Walking Around the Block
A few years ago I read a study that showed that women who walked two miles a day were less likely to gain weight after 40. I didn’t do anything with that piece of information at the time, but I filed it in the recesses of my mind for “later.” To be honest, there are so many things I have saved (read: put off) for later and that “later” usually never comes. Still, I have good intentions to put into practice all the worthwhile habits and goals I read about or dream up.
A couple weeks I decided it was time for “later,” at least where walking is concerned. So, I figured out the distance I have to walk to reach two miles, and I set out. For some people, a goal of two miles is so short it is laughable. For others, it is a good goal to work up to. I’m somewhere in the middle. I can walk two miles and more with no real problems, but my purpose wasn’t to maximize my distance or even speed. My goal is to practice faithfulness.
You see, I’m pretty good at starting new ideas, it’s following through after the initial spark has worn off that is tough for me. I lack faithfulness. And I’m a perfectionist, or an idealist, or both. The voice in my head is always telling me I could – I should – do more. If I walk once around the block I should go twice. If I’m going to write an article, I should really write a book. If I’m going to get a bachelor’s degree, what I really need is a doctorate (true story! Ph.D. is on the “later” list!). My own internal voices are never satisfied. So, I don’t do anything. Because I can’t reach far enough or jump high enough or walk long enough to reach the moving target of my perfectionistic idealism.
To combat these voices from shutting me down at my latest attempt to faithfully cultivate a new healthy habit, I am reminding myself of another tidbit I read years ago. This tidbit is from FlyLady (http://www.flylady.net/). The F-L-Y stands for Forever Loving Yourself. Anyway, she set out to keep her home tidy without her perfectionism getting the best of her (If I’m going to do the dishes, then I should clean the whole house!). Here is the phrase that stuck with me: Housework done imperfectly still blesses the family. Really? My inner voices aren’t convinced.

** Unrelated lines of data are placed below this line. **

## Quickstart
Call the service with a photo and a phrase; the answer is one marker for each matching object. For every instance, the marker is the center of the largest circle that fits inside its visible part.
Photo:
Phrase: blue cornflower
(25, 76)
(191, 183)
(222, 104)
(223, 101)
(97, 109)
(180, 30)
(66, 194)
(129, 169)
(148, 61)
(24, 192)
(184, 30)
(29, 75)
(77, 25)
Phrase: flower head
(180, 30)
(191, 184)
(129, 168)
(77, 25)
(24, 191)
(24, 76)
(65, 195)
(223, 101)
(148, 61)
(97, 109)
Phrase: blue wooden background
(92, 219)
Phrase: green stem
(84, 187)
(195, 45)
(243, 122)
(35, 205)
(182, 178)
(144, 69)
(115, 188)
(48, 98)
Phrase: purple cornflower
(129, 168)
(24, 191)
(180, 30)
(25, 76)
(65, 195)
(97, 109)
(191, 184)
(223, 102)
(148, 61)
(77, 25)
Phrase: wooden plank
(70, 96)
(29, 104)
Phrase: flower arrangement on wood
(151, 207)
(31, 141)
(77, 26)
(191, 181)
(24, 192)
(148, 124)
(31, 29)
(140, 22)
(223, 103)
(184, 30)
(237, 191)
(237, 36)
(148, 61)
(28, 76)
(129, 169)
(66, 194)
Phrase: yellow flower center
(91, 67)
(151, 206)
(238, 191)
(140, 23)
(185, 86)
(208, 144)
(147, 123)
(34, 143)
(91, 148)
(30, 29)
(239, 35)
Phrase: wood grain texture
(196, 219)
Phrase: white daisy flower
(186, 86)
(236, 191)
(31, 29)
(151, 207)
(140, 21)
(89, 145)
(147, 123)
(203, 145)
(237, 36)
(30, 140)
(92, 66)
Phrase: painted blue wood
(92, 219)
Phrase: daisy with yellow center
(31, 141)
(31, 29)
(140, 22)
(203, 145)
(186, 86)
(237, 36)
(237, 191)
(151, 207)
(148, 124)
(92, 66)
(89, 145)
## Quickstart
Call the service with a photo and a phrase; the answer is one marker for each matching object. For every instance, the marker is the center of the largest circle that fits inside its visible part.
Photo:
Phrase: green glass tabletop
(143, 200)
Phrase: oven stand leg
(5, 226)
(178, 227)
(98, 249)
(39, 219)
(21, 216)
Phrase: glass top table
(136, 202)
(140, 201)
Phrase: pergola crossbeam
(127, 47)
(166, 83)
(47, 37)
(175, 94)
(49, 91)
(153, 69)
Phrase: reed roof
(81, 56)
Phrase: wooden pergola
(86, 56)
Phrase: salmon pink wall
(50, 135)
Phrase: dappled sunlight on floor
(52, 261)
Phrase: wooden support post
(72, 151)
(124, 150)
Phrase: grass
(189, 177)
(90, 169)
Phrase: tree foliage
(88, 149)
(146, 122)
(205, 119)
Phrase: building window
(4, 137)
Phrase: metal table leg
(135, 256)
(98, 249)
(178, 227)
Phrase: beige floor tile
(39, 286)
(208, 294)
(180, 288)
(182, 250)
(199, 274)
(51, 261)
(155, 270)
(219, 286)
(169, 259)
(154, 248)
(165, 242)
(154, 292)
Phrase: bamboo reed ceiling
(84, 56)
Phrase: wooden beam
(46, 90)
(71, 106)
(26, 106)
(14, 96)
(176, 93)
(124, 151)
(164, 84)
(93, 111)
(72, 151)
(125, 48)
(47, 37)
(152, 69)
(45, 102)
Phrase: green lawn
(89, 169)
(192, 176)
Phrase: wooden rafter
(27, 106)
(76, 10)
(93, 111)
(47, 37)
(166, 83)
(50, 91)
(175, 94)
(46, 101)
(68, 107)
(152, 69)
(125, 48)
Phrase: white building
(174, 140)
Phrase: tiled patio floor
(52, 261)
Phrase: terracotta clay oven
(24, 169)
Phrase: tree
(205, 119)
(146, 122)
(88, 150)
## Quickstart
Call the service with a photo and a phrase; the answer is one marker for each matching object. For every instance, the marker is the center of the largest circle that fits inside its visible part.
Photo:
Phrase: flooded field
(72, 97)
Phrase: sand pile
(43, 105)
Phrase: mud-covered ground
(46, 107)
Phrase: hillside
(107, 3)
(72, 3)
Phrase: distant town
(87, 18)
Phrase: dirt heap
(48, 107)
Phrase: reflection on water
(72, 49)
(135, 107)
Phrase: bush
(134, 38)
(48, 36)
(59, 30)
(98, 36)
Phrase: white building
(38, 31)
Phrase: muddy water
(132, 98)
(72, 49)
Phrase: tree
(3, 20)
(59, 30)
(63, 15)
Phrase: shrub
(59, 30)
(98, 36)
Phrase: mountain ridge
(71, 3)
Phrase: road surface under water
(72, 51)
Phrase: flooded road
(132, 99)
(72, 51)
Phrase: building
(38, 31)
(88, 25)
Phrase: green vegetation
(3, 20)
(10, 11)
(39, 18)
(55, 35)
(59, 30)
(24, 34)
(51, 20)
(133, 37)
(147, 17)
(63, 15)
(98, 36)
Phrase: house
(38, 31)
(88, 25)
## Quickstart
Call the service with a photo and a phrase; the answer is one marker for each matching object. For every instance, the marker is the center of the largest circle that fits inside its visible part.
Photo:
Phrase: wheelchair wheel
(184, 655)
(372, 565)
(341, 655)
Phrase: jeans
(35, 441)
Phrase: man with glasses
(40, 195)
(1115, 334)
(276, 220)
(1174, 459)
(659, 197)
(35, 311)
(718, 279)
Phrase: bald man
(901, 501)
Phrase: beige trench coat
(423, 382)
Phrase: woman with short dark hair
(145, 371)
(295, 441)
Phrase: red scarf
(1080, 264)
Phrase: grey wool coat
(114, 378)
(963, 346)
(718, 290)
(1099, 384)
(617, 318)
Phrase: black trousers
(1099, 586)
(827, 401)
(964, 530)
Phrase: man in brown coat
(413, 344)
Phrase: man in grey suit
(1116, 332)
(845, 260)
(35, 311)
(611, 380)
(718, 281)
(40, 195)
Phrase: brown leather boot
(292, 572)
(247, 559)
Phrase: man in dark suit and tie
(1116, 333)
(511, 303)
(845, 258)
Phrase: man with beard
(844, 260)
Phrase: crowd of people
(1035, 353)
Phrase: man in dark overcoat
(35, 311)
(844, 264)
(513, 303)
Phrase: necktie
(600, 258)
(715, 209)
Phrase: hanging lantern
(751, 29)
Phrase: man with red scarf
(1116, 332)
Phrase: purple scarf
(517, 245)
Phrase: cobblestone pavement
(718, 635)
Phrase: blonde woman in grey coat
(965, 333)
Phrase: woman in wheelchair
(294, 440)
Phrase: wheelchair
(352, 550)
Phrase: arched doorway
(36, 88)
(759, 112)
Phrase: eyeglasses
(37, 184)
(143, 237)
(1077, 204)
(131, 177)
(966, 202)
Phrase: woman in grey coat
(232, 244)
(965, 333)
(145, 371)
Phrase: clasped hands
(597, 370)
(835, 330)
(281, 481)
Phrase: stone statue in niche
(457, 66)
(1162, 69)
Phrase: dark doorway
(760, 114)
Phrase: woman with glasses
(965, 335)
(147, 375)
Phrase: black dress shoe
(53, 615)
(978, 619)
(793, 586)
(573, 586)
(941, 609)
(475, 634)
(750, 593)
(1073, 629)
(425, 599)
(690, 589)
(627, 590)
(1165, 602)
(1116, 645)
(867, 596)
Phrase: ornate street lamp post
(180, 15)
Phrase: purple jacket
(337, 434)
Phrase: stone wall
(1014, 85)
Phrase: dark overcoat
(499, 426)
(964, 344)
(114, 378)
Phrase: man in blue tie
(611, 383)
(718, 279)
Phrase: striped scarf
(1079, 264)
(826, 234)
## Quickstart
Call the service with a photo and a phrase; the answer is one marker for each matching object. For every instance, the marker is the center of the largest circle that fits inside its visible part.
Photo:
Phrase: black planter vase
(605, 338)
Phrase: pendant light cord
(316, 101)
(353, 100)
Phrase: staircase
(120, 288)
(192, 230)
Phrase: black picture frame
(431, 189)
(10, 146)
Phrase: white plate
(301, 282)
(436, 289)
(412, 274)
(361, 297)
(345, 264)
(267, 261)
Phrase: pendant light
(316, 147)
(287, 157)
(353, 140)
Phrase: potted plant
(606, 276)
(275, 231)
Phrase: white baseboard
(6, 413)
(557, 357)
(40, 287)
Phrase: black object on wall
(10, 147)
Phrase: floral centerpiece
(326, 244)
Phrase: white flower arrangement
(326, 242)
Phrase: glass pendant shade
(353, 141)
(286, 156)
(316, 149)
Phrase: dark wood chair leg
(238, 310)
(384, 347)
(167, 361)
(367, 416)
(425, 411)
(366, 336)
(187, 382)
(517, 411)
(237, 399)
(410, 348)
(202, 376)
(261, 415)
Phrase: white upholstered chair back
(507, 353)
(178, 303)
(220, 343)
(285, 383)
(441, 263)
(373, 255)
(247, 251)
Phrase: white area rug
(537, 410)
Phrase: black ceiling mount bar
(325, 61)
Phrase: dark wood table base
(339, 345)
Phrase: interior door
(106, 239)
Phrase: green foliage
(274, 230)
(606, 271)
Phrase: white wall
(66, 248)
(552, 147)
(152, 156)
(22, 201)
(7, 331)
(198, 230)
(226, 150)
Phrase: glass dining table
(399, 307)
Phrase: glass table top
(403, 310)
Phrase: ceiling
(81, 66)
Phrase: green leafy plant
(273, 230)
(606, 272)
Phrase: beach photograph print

But here I am, applying this concept to other areas of my life, like walking. Exercise done imperfectly still blesses my body. The goal is not to give myself an excuse to settle for laziness or lower my standards. However, I need the reminder that it is okay to just do some. I don’t have to do all, and I don’t have to do it perfectly for it to be good. My goal is to be faithful in doing a little.
If you see me cruising my block, I’ll wave. You’ll probably never see me run. I don’t have plans to walk more than 2 miles. And I don’t want to run a marathon. Ever. I’m just walking to be faithful. I think faithfulness will have its own rewards.